By the year 1616, the Virginia London Trading Company suffered further adversity. The original settlers (like Samuel Jordan) were due their land and stock shares, and the initial investors back home were owed their dividends. The Company was cash poor, and was forced to renege on its cash promises, so therefore, it began distributing 50-acre lots in lieu of cash payments - much to the dismay of the Indians.
Samuel Jordan was initially given 400 hundred acres for his services to the company, located 20 miles up river from the Jamestown fort. He would eventually acquire over a 1000 acres growing tobacco in 3 different locations along the James River.
In 1618, Samuel was also one of 8 men appointed to review the four new books of laws sent to Virginia by the Virginia Company.

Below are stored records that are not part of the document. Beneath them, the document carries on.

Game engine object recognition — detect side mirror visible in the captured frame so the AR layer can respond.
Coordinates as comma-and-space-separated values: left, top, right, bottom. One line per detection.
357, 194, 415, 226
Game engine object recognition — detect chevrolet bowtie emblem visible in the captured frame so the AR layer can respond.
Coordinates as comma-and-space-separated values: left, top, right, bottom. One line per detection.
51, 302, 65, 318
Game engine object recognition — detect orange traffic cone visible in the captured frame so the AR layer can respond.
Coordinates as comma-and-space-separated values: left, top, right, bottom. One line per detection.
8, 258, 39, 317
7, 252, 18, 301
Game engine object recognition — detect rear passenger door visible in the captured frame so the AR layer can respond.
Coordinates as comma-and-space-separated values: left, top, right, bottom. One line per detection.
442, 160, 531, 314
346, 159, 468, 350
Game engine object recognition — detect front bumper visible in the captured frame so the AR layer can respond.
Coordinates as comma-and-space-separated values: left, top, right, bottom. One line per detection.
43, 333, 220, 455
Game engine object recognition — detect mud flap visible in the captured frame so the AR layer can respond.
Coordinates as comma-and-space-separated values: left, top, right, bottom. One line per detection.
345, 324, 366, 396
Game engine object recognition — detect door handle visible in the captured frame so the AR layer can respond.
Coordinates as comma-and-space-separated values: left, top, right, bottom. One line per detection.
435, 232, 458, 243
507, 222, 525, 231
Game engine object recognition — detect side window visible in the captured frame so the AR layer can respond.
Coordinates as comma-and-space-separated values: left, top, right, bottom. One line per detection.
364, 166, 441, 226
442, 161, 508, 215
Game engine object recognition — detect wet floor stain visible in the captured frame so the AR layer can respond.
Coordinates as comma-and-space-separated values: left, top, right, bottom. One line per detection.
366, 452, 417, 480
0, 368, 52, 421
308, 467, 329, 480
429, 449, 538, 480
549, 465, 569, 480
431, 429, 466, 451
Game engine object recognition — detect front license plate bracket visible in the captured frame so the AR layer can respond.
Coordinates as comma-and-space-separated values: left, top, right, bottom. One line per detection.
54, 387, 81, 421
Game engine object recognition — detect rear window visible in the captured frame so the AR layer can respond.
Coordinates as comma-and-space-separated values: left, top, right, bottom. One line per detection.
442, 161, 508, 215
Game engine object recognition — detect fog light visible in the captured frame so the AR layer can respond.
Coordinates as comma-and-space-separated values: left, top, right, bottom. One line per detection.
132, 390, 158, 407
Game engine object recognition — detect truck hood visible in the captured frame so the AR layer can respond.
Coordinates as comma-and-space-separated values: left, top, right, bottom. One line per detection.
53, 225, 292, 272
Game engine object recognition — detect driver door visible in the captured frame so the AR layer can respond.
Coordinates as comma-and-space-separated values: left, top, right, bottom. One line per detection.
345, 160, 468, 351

Samuel Jordan, was given the title "An Ancient Planter" of Virginia due to his early arrival to the New World. He established himself in Charles City County with a plantation known as Jordan's Journey on the southern banks of the James River at the at the confluence of the James and Appomattox Rivers known today as Jordan’s Point. He called his home Beggar's Bush. Beggar's Bush may have been named for the play by Beaumont & Fletcher, but more likely is from common Elizabethan English use of the term, meaning "poverty, often caused by the person's own folly."

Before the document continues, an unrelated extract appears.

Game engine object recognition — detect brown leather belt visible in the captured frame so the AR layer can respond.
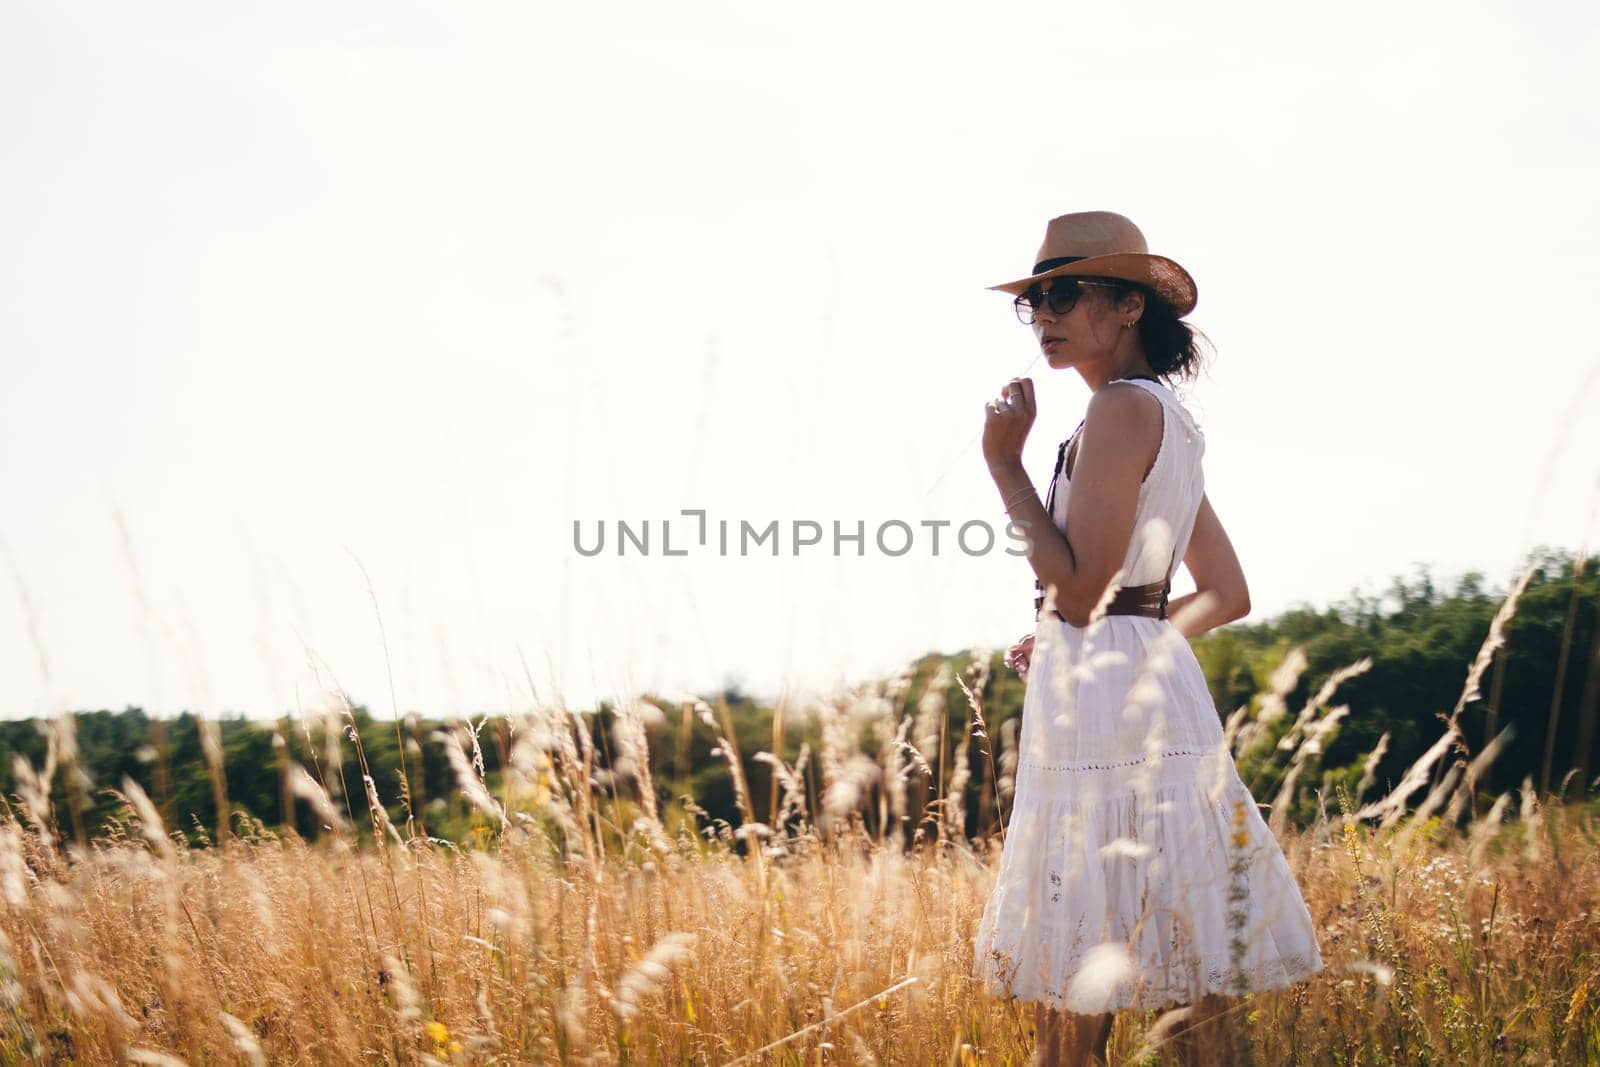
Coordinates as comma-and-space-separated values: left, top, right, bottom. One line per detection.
1034, 577, 1171, 621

One of Sir George Yeardley's first acts as Governor was granting the patent of land at James City, on Dec. 10, 1620, to Samuel Jourdan of Charles City in Virginia, as an ancient planter "who hath abode ten years Compleat in the Colony" and to "Cecily his wife an ancient planter also of nine years continuance." Abstract of the patent reads: "Give and grant to Samuel Jordan of Charles City in Virga. Gent. an ancient planter who hath abode ten yeares compleat in the Colony . . . for part of his first general divident to be augmented, etc. 450 acres in his own personall right and in the personall claim of Cecily his wife, an ancient planter also of nine years continuance, 100 acres more, and the other 250 acs in recompense for transporting out of England at his own charge five servants . . . and maketh choice in severall places; one house and 50 acs called _____ilies (believed to be "Bailies") Point in Charles Hundred, bordering E upon the great river, W upon the main land, S upon John Rolfe & N upon Capt. John Wardeefe (Woodliffe). Secondly in ye hundred land mentioned an tenement containing 12 acs, which abuts north upon the great river, east upon a swamp and west is encompassed by Martin's Hope now in the tenure of Capt. John Martin, Master of ye Ordinance; and thirdly, 388 acs, bordering ye remainder of ye said 450 acs, in or near upon Sandy's hundred, bordering towards ye east upon ye land of Temperance Baley, west upon ye main lands. Dated Sept. 10, 1620.
In 1624, Virginia became a royal colony. Ten years later, in 1634, the area of Jordan's Journey (later know as Jordan’s Point) became part of Charles City Shire, still later Charles City County. The area of Charles City County south of the James River eventually became Prince George County in 1703. Samuel Jordan's property wasn't known by the name Jordan's Journey until near the time of or shortly after his death.